A year ago, Andy Serkis set up a fundraising effort to help a pair of UK charities in the midst of the COVID-19 pandemic, in which he read the entirety of J.R.R. Tolkien’s The Hobbit in a straight, 12-hour shot. Soon thereafter, HarperCollins brought him on to record a new edition of the audiobook.

Now, you’ll get to listen him read you the entire saga: HarperCollins is launching a new audiobook edition of The Lord of the Rings, to be narrated by Serkis.

The announcement came via J.R.R. Tolkien’s official Facebook page and The Bookseller, which reports that the audiobook will be available on September 16th from major audiobook retailers, and released on CD October 14th.
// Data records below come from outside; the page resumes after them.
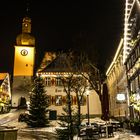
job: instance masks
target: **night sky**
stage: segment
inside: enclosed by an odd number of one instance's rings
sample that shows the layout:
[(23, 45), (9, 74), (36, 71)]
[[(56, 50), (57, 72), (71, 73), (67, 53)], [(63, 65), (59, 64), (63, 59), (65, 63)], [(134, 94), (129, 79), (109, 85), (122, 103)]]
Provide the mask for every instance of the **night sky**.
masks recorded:
[(22, 18), (32, 19), (36, 64), (44, 51), (84, 50), (106, 68), (123, 36), (125, 0), (5, 0), (0, 5), (0, 72), (11, 72)]

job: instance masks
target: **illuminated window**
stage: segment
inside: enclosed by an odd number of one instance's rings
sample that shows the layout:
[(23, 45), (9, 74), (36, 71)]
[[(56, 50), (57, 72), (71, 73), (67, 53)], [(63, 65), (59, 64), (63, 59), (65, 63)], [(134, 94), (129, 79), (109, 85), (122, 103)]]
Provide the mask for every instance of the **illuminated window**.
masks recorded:
[(60, 77), (56, 78), (56, 86), (62, 86), (62, 80)]
[(46, 77), (45, 82), (46, 82), (46, 86), (51, 86), (51, 78), (50, 77)]

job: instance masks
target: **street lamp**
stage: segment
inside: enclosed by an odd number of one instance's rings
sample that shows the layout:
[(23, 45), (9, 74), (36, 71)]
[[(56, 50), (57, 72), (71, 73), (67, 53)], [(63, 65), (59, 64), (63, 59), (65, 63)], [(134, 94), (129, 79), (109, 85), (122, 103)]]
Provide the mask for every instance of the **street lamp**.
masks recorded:
[(89, 90), (87, 90), (86, 94), (87, 94), (87, 119), (88, 119), (88, 124), (87, 125), (89, 125), (90, 124), (90, 118), (89, 118)]

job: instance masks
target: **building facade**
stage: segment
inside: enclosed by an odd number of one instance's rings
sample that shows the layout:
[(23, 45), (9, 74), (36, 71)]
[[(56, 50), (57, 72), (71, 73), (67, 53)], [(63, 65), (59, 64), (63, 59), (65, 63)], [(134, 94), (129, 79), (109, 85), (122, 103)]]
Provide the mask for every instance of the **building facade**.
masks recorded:
[(12, 84), (12, 107), (21, 104), (21, 98), (29, 100), (30, 85), (34, 73), (35, 38), (31, 35), (31, 19), (24, 17), (22, 33), (16, 38)]
[(121, 39), (112, 63), (107, 72), (107, 85), (109, 89), (110, 116), (128, 117), (127, 77), (123, 64), (123, 39)]
[[(47, 65), (40, 68), (37, 75), (44, 79), (45, 90), (50, 98), (49, 109), (55, 110), (60, 116), (63, 113), (63, 107), (66, 105), (66, 92), (61, 77), (69, 77), (72, 73), (68, 71), (68, 66), (65, 65), (65, 57), (62, 55), (57, 56), (55, 53), (46, 52), (42, 62), (41, 66), (44, 66), (44, 62)], [(74, 75), (74, 77), (76, 78), (78, 75)], [(77, 97), (74, 92), (71, 92), (71, 99), (73, 108), (76, 108)], [(87, 108), (87, 99), (89, 99), (89, 108)], [(86, 91), (81, 102), (81, 114), (83, 116), (87, 115), (88, 109), (90, 117), (101, 116), (100, 99), (94, 90)]]
[(130, 99), (131, 119), (140, 118), (140, 3), (133, 2), (128, 17), (129, 44), (131, 48), (125, 61)]
[(8, 73), (0, 73), (0, 113), (8, 112), (11, 106), (11, 84)]

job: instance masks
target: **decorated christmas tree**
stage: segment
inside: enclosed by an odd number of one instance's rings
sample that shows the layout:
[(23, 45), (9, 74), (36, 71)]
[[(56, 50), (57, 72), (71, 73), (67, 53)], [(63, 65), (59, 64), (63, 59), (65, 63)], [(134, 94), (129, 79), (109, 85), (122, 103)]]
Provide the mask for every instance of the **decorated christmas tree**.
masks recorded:
[(37, 77), (33, 83), (30, 95), (29, 120), (27, 124), (31, 127), (48, 126), (48, 96), (44, 90), (44, 82), (41, 77)]

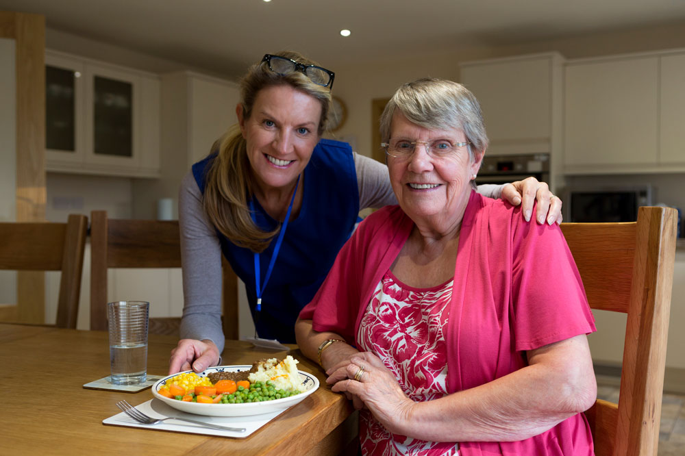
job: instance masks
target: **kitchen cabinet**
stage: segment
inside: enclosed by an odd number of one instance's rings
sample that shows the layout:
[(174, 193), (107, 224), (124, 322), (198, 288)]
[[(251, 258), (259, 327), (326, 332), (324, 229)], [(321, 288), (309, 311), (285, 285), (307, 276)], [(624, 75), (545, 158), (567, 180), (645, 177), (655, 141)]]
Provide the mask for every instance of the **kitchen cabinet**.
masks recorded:
[(157, 177), (159, 77), (53, 51), (45, 63), (47, 170)]
[(560, 183), (562, 63), (556, 52), (467, 62), (460, 81), (478, 99), (488, 155), (550, 155), (551, 183)]
[(158, 200), (175, 199), (192, 164), (206, 157), (215, 140), (237, 122), (237, 84), (192, 71), (162, 75), (162, 149), (159, 179), (135, 179), (134, 218), (154, 217)]
[(564, 172), (685, 171), (684, 71), (671, 51), (567, 61)]

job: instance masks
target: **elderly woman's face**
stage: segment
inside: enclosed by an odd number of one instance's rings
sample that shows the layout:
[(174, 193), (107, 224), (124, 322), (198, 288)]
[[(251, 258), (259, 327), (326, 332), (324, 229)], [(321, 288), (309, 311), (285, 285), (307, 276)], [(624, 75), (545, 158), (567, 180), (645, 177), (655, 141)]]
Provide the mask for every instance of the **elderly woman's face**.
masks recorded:
[[(432, 130), (407, 120), (399, 111), (393, 116), (390, 138), (411, 142), (445, 139), (452, 143), (466, 141), (461, 129)], [(388, 157), (390, 183), (404, 212), (415, 217), (460, 216), (471, 194), (471, 177), (477, 173), (482, 160), (477, 154), (472, 161), (466, 146), (441, 157), (431, 155), (423, 144), (416, 144), (414, 153), (406, 158)]]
According to The Bookseller, Serkis and the rest of the production team who worked on The Hobbit will return to produce The Fellowship of the Ring, The Two Towers, and The Return of the King. Serkis, of course, earned considerable acclaim for his work portraying Gollum in Peter Jackson’s adaptation of the trilogy, and it seems as though he’s bringing his familiar take on the creature’s voice to this audiobook.

In a statement, he noted that the experience of returning to the trilogy has been an interesting challenge:

“Walking back into Middle-earth over 20 years after my first life-changing adventure there, and experiencing it all over again (this time for many weeks alone in a sound booth) has brought in equal measures of pure joy, sheer madness, immense pleasure and a level of psychological and physical fatigue I have never quite experienced the like of before.

The existing audiobook editions of the trilogy will likely still be sold: You can still buy editions of The Hobbit narrated by Rob Inglis, Martin Shaw, as well as two ensemble cast editions online. There are several audio editions of the trilogy available from both Inglis and Shaw, as well as dramatizations from Ian Holm / Michael Hordern / Robert Stephens and NPR. 

The audiobook is now available to preorder from Audible in the UK, although the US edition doesn’t seem to be available just yet.